A quién más podrías amar aparte de mí - Capítulo 21

Capítulo 21

Inesperadamente, Minglu dijo desde un lado: "Yo tampoco me voy a lavar. Voy de excursión con Yu-di. Tú puedes lavarte, pero ten cuidado con las serpientes de agua".

Al oír la palabra "serpiente de agua", la expresión de Nalan cambió y ralentizó su desvestimiento. Tras dudar un rato, finalmente se dio por vencido y dijo: "Olvídalo, no me lavaré más".

Uf... finalmente la dejé ir.

Suspiro... ¿Por qué no se le ocurrió usar la serpiente en el agua para asustar a Nalan? Miró a Minglu, y él la miró pensativo, tal vez aún más receloso de ella porque no se había metido al agua, pero ella solo sonrió con calma.

Hacía muchísimo calor, quizás el día más caluroso del verano, ¡y encima estaban de excursión! Qué pena, habría sido mucho mejor nadar o darse un baño. La sugerencia de Nalan fue muy buena, pero no era del todo apropiada para su grupo.

Por la noche, se celebró un banquete en el Pabellón Xuezhu.

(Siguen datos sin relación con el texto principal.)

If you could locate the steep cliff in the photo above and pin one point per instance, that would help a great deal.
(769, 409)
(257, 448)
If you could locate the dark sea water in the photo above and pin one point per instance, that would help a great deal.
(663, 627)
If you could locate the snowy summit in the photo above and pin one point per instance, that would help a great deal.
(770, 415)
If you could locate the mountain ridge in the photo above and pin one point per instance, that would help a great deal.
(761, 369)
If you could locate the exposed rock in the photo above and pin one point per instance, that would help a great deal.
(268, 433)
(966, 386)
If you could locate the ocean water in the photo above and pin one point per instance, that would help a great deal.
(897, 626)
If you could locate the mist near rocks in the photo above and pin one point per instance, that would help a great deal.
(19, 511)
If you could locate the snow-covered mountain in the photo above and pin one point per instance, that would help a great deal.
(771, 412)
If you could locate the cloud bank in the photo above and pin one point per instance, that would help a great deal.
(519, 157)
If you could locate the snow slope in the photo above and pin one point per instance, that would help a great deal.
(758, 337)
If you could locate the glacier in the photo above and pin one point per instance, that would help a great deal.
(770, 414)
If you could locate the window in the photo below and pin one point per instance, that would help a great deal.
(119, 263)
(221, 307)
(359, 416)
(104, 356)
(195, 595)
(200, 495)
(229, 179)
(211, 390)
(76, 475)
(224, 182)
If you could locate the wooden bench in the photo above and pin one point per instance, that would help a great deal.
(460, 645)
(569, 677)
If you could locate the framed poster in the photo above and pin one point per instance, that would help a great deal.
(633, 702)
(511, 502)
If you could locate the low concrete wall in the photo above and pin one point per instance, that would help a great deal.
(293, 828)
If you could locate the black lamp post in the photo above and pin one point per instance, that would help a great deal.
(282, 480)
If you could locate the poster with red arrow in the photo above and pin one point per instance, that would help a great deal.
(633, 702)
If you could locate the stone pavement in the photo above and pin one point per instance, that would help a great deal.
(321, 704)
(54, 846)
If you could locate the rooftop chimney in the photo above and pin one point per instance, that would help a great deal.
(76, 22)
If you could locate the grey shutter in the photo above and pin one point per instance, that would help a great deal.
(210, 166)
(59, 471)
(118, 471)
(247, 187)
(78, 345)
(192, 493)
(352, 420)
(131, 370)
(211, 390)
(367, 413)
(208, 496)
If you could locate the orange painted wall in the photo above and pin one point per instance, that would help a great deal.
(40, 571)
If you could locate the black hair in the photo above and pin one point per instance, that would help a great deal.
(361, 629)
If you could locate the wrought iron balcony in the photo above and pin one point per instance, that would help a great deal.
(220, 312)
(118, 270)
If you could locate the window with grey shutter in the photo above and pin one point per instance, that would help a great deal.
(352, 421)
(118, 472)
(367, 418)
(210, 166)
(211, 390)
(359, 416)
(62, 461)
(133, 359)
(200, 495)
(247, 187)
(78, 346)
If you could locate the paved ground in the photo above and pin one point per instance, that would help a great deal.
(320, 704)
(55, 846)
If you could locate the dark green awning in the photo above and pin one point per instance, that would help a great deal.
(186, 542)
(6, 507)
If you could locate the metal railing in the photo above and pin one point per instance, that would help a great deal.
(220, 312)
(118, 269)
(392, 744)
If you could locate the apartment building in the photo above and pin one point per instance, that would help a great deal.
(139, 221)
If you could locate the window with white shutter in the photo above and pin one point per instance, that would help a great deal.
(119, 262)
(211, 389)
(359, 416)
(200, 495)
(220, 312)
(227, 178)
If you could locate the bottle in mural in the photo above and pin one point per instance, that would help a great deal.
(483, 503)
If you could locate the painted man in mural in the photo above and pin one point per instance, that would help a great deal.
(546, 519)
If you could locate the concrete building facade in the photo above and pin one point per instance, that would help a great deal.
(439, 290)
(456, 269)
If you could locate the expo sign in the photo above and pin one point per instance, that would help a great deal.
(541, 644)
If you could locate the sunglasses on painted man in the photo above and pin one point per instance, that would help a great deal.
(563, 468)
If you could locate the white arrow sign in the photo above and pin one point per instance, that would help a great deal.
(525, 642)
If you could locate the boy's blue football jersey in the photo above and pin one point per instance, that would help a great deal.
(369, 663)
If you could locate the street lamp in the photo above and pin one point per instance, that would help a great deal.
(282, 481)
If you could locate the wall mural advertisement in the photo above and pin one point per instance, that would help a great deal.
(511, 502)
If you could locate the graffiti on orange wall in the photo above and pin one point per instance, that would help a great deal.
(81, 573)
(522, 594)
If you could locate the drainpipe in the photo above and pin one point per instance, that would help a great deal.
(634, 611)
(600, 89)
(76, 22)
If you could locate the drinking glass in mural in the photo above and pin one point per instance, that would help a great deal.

Los cinco se reunieron de nuevo, entregándose a la comida, la bebida y la prostitución; lo único que faltaba era el juego, que suponían que llegaría pronto, ya que Nalan había dicho que algún día la llevaría a un casino. Ahora lo tenía todo: comer, beber, prostituirse, jugar... verdaderamente un modelo y un ejemplo para las mujeres de su época.

Uf, me duele un poco la cabeza.

Tras unas cuantas rondas de copas, Fu Jin bromeó con todos y cada uno de los cantantes. Ming Lu, que ya estaba algo ebrio, la miró fijamente y dijo: "Hoy vi a Tian Xiri".

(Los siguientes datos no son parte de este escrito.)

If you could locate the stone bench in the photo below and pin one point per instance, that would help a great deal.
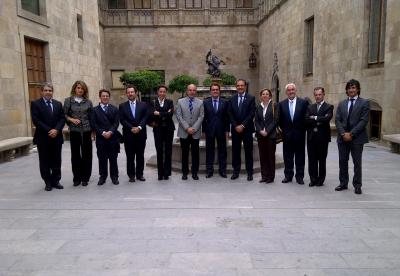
(13, 147)
(394, 140)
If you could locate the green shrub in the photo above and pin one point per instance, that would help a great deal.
(226, 78)
(144, 80)
(180, 82)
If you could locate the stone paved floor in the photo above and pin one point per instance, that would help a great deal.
(209, 227)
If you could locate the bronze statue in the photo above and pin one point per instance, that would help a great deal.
(213, 63)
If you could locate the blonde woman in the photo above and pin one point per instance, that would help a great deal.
(77, 109)
(266, 120)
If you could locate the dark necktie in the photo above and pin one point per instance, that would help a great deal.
(191, 105)
(240, 103)
(48, 103)
(349, 114)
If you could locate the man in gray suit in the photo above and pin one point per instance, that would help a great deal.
(190, 114)
(351, 121)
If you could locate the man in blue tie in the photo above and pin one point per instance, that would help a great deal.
(351, 121)
(292, 113)
(216, 128)
(48, 118)
(133, 116)
(242, 107)
(190, 114)
(105, 122)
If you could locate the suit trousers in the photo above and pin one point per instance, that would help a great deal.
(134, 149)
(317, 153)
(81, 155)
(50, 161)
(294, 150)
(210, 153)
(108, 152)
(163, 138)
(193, 145)
(266, 149)
(237, 139)
(356, 153)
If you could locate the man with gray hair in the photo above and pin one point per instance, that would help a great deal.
(190, 114)
(292, 112)
(49, 120)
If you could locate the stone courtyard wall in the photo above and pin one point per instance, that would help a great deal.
(179, 50)
(68, 58)
(340, 52)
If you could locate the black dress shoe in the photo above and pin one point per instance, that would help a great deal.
(58, 186)
(341, 188)
(286, 180)
(77, 183)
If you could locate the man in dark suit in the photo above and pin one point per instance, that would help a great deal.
(318, 117)
(163, 129)
(215, 127)
(241, 115)
(292, 112)
(351, 123)
(133, 116)
(48, 118)
(105, 122)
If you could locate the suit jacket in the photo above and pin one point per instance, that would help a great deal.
(186, 119)
(163, 120)
(44, 121)
(267, 122)
(105, 121)
(293, 130)
(320, 128)
(215, 123)
(127, 120)
(358, 120)
(244, 117)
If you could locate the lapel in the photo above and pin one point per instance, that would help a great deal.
(128, 107)
(321, 109)
(287, 110)
(44, 106)
(296, 110)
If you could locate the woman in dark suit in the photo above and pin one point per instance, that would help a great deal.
(266, 119)
(77, 109)
(163, 128)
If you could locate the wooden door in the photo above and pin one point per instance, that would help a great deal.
(36, 69)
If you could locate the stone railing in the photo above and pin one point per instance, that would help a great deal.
(188, 17)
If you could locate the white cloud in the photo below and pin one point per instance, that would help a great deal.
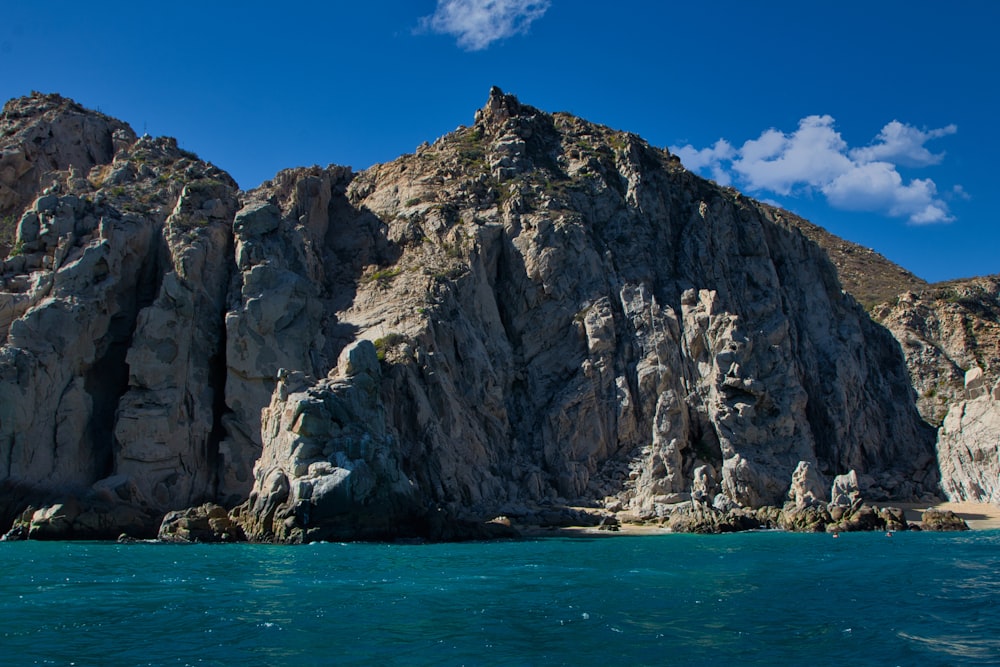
(778, 162)
(815, 158)
(710, 158)
(903, 145)
(479, 23)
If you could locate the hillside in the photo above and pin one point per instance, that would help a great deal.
(532, 314)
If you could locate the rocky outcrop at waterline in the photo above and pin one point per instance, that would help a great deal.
(533, 312)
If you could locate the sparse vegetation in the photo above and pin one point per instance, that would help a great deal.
(8, 229)
(386, 343)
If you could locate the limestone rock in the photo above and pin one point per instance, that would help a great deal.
(942, 520)
(845, 491)
(205, 523)
(329, 469)
(969, 450)
(950, 334)
(807, 486)
(532, 314)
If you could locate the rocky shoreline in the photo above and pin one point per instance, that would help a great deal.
(533, 322)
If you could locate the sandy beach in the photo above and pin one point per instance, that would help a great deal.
(979, 516)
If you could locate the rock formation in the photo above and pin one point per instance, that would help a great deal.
(946, 330)
(532, 314)
(969, 445)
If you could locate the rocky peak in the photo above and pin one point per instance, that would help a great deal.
(42, 134)
(533, 312)
(500, 107)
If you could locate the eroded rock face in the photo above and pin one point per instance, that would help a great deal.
(946, 331)
(532, 313)
(111, 312)
(969, 446)
(329, 469)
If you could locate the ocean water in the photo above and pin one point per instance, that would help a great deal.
(764, 598)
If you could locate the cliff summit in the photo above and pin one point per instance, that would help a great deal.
(534, 317)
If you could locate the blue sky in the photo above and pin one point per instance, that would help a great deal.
(876, 120)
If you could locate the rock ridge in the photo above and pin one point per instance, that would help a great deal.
(532, 312)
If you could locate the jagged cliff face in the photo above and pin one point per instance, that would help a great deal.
(946, 330)
(109, 314)
(534, 310)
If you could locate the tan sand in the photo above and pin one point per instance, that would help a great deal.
(979, 516)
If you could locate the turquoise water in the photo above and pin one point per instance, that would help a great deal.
(752, 598)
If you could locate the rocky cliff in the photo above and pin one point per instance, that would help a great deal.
(531, 314)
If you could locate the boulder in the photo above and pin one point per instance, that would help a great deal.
(942, 520)
(205, 523)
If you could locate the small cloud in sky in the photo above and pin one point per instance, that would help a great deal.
(479, 23)
(816, 158)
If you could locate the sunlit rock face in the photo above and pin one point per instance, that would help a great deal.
(534, 311)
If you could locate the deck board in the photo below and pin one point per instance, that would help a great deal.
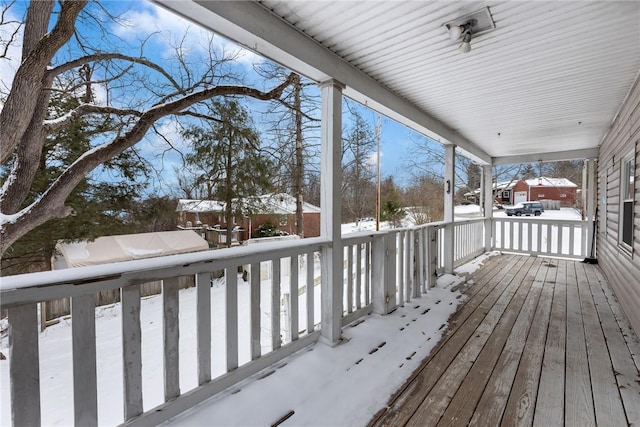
(494, 324)
(548, 412)
(538, 342)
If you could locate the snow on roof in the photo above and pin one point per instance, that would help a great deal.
(192, 205)
(280, 204)
(127, 247)
(550, 182)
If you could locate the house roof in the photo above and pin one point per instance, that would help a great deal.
(199, 206)
(549, 182)
(283, 204)
(280, 203)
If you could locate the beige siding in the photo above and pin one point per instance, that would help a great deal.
(622, 269)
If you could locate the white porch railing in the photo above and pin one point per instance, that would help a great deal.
(282, 311)
(381, 271)
(21, 294)
(535, 236)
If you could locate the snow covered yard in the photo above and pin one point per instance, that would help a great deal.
(354, 379)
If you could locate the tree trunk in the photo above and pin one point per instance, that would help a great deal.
(299, 159)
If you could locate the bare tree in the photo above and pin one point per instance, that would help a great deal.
(358, 176)
(146, 92)
(293, 133)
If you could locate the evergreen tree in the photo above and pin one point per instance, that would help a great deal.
(227, 158)
(391, 204)
(100, 207)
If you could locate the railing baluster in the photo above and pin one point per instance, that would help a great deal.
(310, 292)
(367, 276)
(85, 386)
(432, 253)
(294, 290)
(401, 268)
(231, 302)
(203, 325)
(420, 260)
(349, 249)
(407, 267)
(24, 365)
(358, 275)
(171, 335)
(415, 290)
(276, 342)
(131, 351)
(256, 348)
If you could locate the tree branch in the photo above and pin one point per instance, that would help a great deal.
(20, 104)
(51, 204)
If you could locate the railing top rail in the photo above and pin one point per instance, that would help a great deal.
(154, 268)
(361, 236)
(469, 220)
(539, 220)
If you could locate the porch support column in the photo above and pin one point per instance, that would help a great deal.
(590, 193)
(331, 211)
(487, 185)
(449, 191)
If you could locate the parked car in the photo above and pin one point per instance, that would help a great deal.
(525, 208)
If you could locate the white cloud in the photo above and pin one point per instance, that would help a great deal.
(171, 30)
(372, 158)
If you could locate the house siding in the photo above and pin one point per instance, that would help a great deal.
(621, 267)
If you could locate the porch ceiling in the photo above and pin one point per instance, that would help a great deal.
(545, 84)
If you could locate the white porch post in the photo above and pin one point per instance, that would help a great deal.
(331, 210)
(590, 192)
(449, 191)
(487, 181)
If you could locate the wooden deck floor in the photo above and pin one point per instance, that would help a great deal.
(539, 342)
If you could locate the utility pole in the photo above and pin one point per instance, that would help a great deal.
(378, 175)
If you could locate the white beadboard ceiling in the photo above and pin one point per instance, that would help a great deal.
(546, 83)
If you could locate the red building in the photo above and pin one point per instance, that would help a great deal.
(543, 188)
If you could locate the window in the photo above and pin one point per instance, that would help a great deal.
(627, 193)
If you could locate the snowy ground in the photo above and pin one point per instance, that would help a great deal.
(344, 385)
(354, 379)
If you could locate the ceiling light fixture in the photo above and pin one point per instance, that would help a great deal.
(463, 31)
(468, 26)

Esta frase fue como una bomba, despertando el interés de todos. Al igual que los demás, Xi Ri primero se sorprendió y luego sintió curiosidad. Fu Jin fue el primero en preguntar: "¿Entonces, es realmente tan hermosa como dicen los rumores?".

Minglu quedó claramente desconcertado por esta pregunta.

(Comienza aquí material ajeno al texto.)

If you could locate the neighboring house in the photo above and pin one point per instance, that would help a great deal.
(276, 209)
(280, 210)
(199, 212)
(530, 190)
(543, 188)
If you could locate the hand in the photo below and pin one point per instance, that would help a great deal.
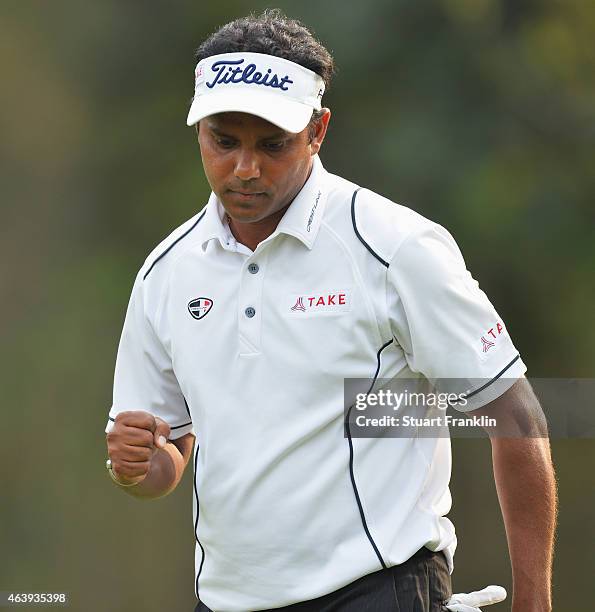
(134, 439)
(470, 602)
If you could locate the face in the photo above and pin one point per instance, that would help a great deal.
(254, 167)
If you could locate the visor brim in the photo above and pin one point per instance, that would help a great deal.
(287, 114)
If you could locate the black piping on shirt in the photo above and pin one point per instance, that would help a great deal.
(370, 249)
(351, 472)
(173, 244)
(196, 519)
(480, 389)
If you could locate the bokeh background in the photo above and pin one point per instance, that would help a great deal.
(477, 113)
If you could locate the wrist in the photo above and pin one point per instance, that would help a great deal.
(123, 481)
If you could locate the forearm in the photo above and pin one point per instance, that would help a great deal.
(167, 467)
(526, 486)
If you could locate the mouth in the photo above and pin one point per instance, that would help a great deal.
(246, 196)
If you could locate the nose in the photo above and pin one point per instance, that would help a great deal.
(247, 166)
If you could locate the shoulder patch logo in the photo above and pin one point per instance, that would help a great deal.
(200, 307)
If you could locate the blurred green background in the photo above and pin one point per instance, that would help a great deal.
(477, 113)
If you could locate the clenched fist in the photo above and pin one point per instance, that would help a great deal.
(134, 439)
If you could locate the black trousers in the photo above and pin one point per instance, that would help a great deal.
(421, 584)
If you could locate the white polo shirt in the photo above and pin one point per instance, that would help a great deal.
(250, 351)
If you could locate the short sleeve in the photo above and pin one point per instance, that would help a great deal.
(144, 378)
(445, 323)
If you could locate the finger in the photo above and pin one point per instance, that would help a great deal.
(135, 453)
(137, 418)
(131, 469)
(134, 436)
(161, 433)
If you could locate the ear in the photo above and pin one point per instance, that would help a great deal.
(320, 133)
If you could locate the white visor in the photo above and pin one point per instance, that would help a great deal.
(270, 87)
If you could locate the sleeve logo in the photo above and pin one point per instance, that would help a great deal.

Xi Ri preguntó desde un lado: "¿Es ella incluso más hermosa que Yingying?"

“Sí, ¿de verdad es incluso más guapa que Yingying?”, intervino Nalan.

"¿Qué te pasa? No te ves bien. ¿Acaso no te encantan las mujeres hermosas?", dijo Xi En.

Minglu frunció aún más el ceño, dio un par de sorbos de vino y permaneció absorto en sus pensamientos, mirando a Xiri solo de vez en cuando. Al ver la expresión expectante de Xiri, sus ojos se oscurecieron ligeramente.

Nalan preguntó: "¡Respóndenos! ¿Por qué miras fijamente a Yu-di con esa mirada perdida? ¿Estás borracho?"

Había bebido demasiado esa noche, tal vez porque esa loca, Tian Xiri, lo provocó al mediodía. Después de un buen rato, justo cuando Fu Jin no pudo evitar intentar abrirle la boca con los palillos, finalmente habló: "Ella y Yu Di se parecen mucho".

¿Qué? ¿Se parece tanto a mí? ¡Ay, qué curiosidad tengo! Me encantaría conocerla, pero la señorita Tian vive en una mansión aislada. Me pregunto cuándo tendré la oportunidad de verla. Xi Ri suspiró, con una expresión que oscilaba entre la curiosidad y el pesar.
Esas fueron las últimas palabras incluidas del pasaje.